- Official name: Tadi Khola Hydropower Project
- Country: Nepal
- Location: Nuwakot District
- Coordinates: 27°55′00″N 85°21′08″E﻿ / ﻿27.91667°N 85.35222°E
- Purpose: Power
- Status: Operational
- Owner: Aadi Shakti Bidhut Bikash Co. P. Ltd

Dam and spillways
- Type of dam: Gravity
- Impounds: Tadi Khola River

Power Station
- Commission date: 2058-10-10 BS
- Type: Run-of-the-river
- Installed capacity: 5 MW

= Tadi Khola Hydropower Station =

Tadi Khola Hydropower Station (Nepali:टाडी खोला जलविद्युत आयोजना) is a run-of-river hydro-electric plant located in Nuwakot District of Nepal. The flow from Tadi River is used to generate 5 MW electricity. The plant is owned and developed by Aadi Shakti Bidhut Bikash Co.

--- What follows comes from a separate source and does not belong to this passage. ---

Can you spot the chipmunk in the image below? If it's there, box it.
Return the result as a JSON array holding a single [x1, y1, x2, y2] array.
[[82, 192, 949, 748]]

P. Ltd, an IPP of Nepal. The plant started generating electricity from 2058-10-10BS. The generation licence will expire in 2103-08-05 BS, after which the plant will be handed over to the government. The power station is connected to the national grid and the electricity is sold to Nepal Electricity Authority.